The OSI model is a theoretical device used to help explain how the network and Internet functions. When we secure Web communications using SSL, we’re using a single layer of the OSI model since SSL works at the transport layer. But for more advanced security applications we can build security systems in a single layer.

S/MIME  (Secure/ Multipurpose Internet Mail Extensions) is also an IETF standard used public key encryption and signing of MIME data, originally developed by RSA Data Security and provides couple of cryptographic security services (authentication, integrity, non-repudiation, privacy and data security), it requires a certificate from a certificate authority (CA) which will be used to generate public keys for signing and encrypting messages. S/MIME has been defined as “a secure method of sending e-mail that uses the Rivest-Shamir-Adleman encryption system.” S/MIME is included in the latest versions of the Web browsers from Microsoft and Netscape and has also been endorsed by other vendors that make messaging products. S/MIME operates at the 6th layer of the OSI model (the presentation level) (Tiller, 2000).

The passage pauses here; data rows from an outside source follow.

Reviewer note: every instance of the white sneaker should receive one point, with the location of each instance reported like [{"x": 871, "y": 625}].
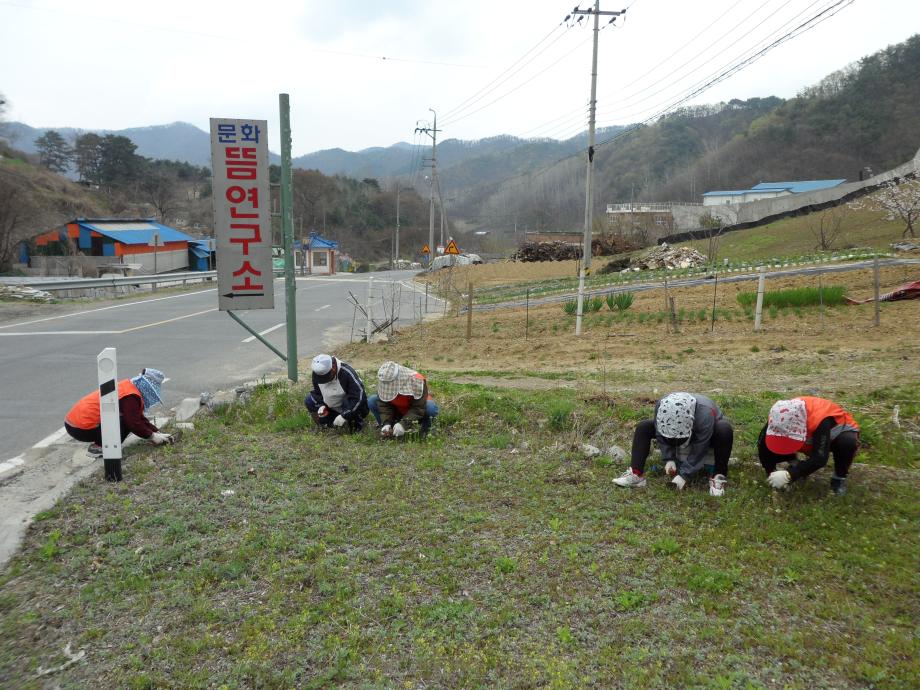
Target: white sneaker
[
  {"x": 678, "y": 483},
  {"x": 630, "y": 479}
]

XML signature, also known as XMLDSig has been defined by the W3C and can be compared to the PCKS#7, it was designed for web technologies and signing XML documents. Nowadays, XML has been adopted and recognized as the web standard, and most of the web applications have been developed in a way to exchange data in XML format such SOAP and SAML.

The encryption used for XML documents is a bit more complicate than a normal encryption of data; this difficulty is due to the XML format. The XML document can have one or more serialized representation. The XML digital signature can be considered in some situations better and more flexible compared to the digital signature (binary data) (Doraswamy & Harkins, 2003).

We’ve seen that there are different methods and mechanisms to secure data and at different levels, so I personally think that it can be possible to combine these technics. Especially the IPSec with either S/MIME or XMLDSig. As mentioned earlier, IPSec does not affect the other layers and operates only at the Network level, it can be combined with the S/MIME or XMLDSig methods and it might be better to combine these technics in addition to other ones.

References

–       James S. Tiller (2000). A Technical Guide to IPSec Virtual Private Networks. CRC Press, 2000. ISBN: 9780203997499.

–       Naganand Doraswamy, Dan Harkins (2003). IPSec: The New Security Standard for the Internet, Intranets, and Virtual Private Networks. Prentice Hall Professional, 2003, ISBN: 9780130461896.

–       James Henry Carmouche (2006). IPSec Virtual Private Network Fundamentals. Pearson Education, 2006. ISBN: 9780132796682

Originally posted 2017-01-03 17:25:33.